Zeitlebens hat Oskar Maria Graf, am 22. Juli 1894 in Berg am Starnberger See geboren, seine Herkunft beschäftigt. So genau wie kein Zweiter hat er das (ober-)bayerische Wesen beschrieben. Abseits aller gängigen Klischees warf er einen liebevollen, doch schonungslos ehrlichen Blick auf das Volk auf seinem Weg in die Moderne. Exemplarisch sollte Graf dazu „Das Leben meiner Mutter“beschreiben, einer Bauerntochter vom Ort, die zur Bäckersfrau eines angehenden königlichen Hoflieferanten werden sollte.
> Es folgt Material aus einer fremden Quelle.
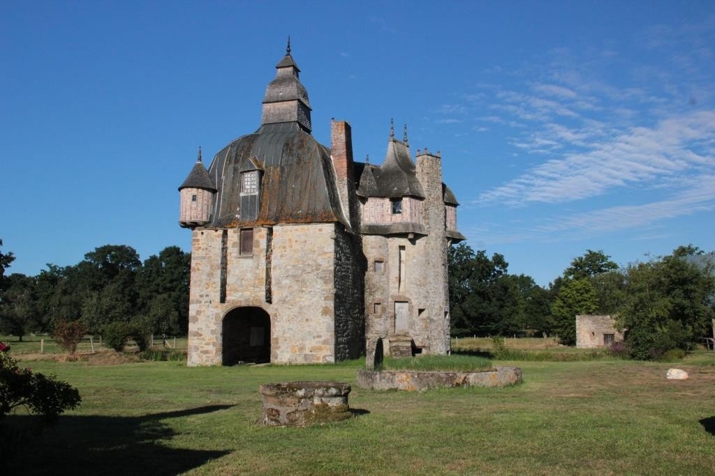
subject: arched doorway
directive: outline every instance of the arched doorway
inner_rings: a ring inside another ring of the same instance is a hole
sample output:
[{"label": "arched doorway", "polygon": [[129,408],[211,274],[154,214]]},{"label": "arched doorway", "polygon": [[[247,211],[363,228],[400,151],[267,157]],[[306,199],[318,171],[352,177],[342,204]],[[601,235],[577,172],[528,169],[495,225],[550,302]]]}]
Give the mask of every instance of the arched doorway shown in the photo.
[{"label": "arched doorway", "polygon": [[237,308],[224,316],[224,365],[270,362],[270,316],[261,308]]}]

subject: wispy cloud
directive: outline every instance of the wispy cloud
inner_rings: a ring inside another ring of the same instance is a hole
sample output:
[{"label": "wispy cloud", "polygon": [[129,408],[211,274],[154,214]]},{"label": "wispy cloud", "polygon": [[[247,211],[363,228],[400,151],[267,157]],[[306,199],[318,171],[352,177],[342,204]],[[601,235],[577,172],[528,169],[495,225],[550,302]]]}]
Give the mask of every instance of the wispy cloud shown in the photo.
[{"label": "wispy cloud", "polygon": [[[558,125],[551,129],[562,136],[573,133]],[[555,143],[535,140],[516,145],[529,148]],[[671,118],[653,128],[633,128],[612,140],[593,143],[591,151],[548,160],[484,192],[478,201],[513,206],[558,203],[602,195],[629,183],[657,183],[676,172],[702,172],[703,167],[715,167],[714,144],[715,112]]]}]

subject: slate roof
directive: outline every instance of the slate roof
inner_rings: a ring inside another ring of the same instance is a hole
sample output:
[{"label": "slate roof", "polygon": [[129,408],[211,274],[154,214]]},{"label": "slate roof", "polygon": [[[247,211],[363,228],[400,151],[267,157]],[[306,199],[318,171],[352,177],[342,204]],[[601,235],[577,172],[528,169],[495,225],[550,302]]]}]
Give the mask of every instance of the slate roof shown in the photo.
[{"label": "slate roof", "polygon": [[[261,164],[260,209],[255,221],[237,218],[240,173]],[[218,191],[207,226],[340,222],[330,151],[297,122],[265,124],[216,154],[209,176]]]},{"label": "slate roof", "polygon": [[442,196],[444,199],[445,203],[448,205],[459,205],[459,202],[457,201],[457,197],[455,196],[454,192],[452,189],[447,186],[444,182],[442,183]]},{"label": "slate roof", "polygon": [[378,167],[368,164],[364,167],[358,194],[383,198],[425,198],[422,184],[417,179],[415,163],[405,143],[390,138],[383,165]]},{"label": "slate roof", "polygon": [[181,191],[183,188],[201,188],[211,192],[216,191],[216,187],[211,181],[203,162],[201,161],[200,148],[199,149],[199,158],[197,159],[196,163],[194,164],[194,168],[191,169],[186,180],[179,187],[179,191]]}]

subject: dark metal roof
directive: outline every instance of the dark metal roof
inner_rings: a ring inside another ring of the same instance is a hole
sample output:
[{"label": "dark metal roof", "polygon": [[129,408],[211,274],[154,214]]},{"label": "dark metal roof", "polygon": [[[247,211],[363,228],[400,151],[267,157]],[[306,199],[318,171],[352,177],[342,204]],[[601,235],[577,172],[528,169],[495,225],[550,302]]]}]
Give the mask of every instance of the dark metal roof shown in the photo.
[{"label": "dark metal roof", "polygon": [[427,229],[420,223],[400,222],[398,223],[363,223],[360,233],[365,235],[415,235],[427,236]]},{"label": "dark metal roof", "polygon": [[186,180],[179,187],[179,191],[183,188],[202,188],[212,192],[216,191],[216,187],[211,181],[203,162],[201,161],[200,148],[199,149],[199,158],[196,161],[194,168],[191,169]]},{"label": "dark metal roof", "polygon": [[[240,218],[240,173],[262,165],[259,211]],[[216,154],[209,175],[218,192],[208,226],[340,222],[342,216],[330,151],[296,122],[265,124]]]},{"label": "dark metal roof", "polygon": [[276,68],[295,68],[300,72],[300,69],[298,68],[298,65],[295,64],[293,61],[293,57],[290,56],[290,53],[286,53],[285,56],[283,56],[283,59],[278,61],[278,64],[275,65]]}]

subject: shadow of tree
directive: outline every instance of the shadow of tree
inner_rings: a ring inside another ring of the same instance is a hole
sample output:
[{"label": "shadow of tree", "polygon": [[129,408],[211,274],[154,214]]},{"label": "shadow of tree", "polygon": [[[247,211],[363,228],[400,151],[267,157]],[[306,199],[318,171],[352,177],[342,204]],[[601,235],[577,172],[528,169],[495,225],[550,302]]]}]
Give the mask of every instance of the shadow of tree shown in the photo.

Aus ihrem agrarischen Dorf entwickelte sich in der Gründerzeit ein mondäner Villenort des Geldadels, der sich zu König Ludwig II. drängte.
Mächtig verändert neue Technik den Alltag – die Elektrizität, das Automobil, das Telefon. Oskar Maria Graf sezierte die zweigeteilte Welt derer, die weiterhin hart arbeiten mussten, und der Nutznießer eines stürmischen wirtschaftlichen Aufschwunges, den der Erste Weltkrieg allerdings jäh beenden sollte.
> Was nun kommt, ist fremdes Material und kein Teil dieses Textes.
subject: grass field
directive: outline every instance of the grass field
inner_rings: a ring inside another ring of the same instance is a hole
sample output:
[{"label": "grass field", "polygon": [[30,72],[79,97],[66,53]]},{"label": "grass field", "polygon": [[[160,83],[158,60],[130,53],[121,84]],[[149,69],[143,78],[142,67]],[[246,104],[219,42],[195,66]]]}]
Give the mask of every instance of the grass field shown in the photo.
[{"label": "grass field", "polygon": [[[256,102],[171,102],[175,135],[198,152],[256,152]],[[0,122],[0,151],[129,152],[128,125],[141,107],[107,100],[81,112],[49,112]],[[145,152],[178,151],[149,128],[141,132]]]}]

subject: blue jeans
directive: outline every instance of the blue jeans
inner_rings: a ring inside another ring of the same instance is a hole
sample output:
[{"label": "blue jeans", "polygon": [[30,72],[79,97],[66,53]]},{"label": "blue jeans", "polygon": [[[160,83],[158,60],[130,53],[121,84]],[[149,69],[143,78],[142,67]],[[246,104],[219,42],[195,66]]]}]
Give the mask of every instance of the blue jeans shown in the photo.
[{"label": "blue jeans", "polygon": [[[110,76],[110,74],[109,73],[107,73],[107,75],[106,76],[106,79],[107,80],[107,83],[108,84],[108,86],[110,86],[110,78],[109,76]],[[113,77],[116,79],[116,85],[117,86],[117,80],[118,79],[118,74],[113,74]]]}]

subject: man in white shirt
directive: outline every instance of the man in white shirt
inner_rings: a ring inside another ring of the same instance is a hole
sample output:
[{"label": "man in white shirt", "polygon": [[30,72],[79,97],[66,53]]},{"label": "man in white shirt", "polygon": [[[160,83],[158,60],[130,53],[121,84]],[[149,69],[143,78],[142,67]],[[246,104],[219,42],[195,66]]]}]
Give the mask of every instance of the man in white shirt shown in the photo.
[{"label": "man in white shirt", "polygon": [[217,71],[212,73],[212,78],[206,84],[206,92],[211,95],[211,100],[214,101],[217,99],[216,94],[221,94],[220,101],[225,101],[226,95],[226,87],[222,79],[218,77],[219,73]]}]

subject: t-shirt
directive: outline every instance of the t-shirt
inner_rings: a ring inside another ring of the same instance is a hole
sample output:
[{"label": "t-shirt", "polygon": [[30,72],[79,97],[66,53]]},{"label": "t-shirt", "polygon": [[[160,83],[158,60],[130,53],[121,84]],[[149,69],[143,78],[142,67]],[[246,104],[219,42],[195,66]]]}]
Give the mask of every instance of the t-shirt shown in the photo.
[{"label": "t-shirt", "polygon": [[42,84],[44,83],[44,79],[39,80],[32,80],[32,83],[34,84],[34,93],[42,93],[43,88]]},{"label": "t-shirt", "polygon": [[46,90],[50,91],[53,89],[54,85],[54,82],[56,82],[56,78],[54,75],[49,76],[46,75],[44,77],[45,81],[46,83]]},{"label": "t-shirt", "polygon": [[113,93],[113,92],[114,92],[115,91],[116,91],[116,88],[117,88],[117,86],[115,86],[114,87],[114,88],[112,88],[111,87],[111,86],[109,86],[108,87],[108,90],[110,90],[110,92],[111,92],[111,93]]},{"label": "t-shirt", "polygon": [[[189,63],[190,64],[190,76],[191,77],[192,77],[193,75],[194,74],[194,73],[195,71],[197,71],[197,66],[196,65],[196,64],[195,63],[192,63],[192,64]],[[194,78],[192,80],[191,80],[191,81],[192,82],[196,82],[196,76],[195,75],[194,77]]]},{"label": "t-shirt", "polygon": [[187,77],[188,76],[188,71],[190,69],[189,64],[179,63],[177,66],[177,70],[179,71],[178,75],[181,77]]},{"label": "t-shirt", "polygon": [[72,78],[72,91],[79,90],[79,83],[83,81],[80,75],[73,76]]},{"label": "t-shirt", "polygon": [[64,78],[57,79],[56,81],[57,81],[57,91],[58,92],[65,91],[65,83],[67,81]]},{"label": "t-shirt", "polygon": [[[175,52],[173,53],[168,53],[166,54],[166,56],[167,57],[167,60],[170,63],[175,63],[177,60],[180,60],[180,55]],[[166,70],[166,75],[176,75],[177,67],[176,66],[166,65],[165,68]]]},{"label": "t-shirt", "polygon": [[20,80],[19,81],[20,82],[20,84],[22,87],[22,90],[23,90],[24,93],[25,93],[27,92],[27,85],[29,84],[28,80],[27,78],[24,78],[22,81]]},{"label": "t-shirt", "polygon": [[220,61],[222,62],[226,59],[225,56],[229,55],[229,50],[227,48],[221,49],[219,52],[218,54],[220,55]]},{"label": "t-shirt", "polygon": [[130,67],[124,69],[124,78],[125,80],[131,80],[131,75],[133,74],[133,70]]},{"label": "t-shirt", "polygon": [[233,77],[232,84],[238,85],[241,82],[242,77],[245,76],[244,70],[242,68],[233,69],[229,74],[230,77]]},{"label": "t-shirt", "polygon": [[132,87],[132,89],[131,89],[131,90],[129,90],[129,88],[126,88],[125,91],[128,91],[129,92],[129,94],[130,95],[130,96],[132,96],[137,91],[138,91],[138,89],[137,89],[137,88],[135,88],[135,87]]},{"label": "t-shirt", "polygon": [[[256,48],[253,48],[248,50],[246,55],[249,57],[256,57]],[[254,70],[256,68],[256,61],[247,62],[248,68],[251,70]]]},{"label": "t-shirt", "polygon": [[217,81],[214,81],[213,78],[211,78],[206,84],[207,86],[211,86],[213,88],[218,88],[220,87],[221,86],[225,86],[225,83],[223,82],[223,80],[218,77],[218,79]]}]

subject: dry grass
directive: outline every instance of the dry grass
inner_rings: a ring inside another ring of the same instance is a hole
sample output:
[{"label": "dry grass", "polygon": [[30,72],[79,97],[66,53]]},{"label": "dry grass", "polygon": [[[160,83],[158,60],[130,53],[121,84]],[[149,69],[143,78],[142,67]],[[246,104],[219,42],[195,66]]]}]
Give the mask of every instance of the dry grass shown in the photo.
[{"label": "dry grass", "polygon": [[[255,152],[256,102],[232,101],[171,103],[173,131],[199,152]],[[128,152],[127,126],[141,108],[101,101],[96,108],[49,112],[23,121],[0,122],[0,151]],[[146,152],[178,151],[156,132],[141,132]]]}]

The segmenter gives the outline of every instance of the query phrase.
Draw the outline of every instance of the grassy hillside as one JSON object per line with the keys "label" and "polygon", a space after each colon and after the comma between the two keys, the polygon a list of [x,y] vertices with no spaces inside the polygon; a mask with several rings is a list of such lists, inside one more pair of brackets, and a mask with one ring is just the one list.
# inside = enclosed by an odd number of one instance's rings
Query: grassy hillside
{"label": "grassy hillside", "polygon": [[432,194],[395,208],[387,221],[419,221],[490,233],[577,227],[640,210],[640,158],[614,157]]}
Er selbst floh in derselben Zeit vor seinem gewalttätigen Bruder aus der Bäckerei in die Münchner Bohème. Sein Lotterleben als schriftstellernder Künstler in der Großstadt – gewissenlos verprasst er das Geld seiner Familie – beschrieb er im Bekenntnis „Wir sind Gefangene“. Zugleich wurde Graf der Seismograf einer fiebrigen Zeit, in den Sälen hörte er die aufbegehrenden politischen Ideen von Erich Mühsam, Gustav Landauer und Kurt Eisner. Graf war dabei im revolutionären Getümmel am 7. November 1918: „Wir marschierten, eingekeilt von einer dahinstürmenden Menge, fast ganz an der Spitze, kaum fünf Schritte weit entfernt von Eisner, den ich unablässig betrachtete.“
Oskar Maria Graf verstand sich immer als ein politischer Schriftsteller. Er wollte seinen Lesern bewusst machen, was vor sich ging und geht. Etwa das schleichende Einsickern des nationalsozialistischen Ungeistes in die bayerische Provinz („Unruhe um einen Friedfertigen“). Selbst seine „Kalendergeschichten“waren eine Volkskunde der subtilen Art – gar nicht im Sinne des stumpfen Tölpels, der sich auf dem Fest prügelt und besäuft. Die kleinen Leute waren für Graf die wahren Lebenskünstler, die sich in noch so widrigen Umständen behaupteten.
Freilich legte er im „Bayerischen Dekameron“(1928) mit schlüpfrigen Satiren selbst die Fährte, dass ihn die Nazis zunächst als Volksschriftsteller vereinnahmen wollten. „Verbrennt mich!“, protestierte Graf am 12. Mai 1933. Womit habe er die „Schmach“verdient, nicht der reinen Flammen des Scheiterhaufens überantwortet zu werden? Mit seiner jüdischen Frau Mirjam Sachs befand er sich bereits in Wien im Exil, 1938 flohen sie in die USA.
Erst 1958, mit amerikanischem Pass, wagte er die Heimkehr. Am 28. Juni 1967 starb er in New York.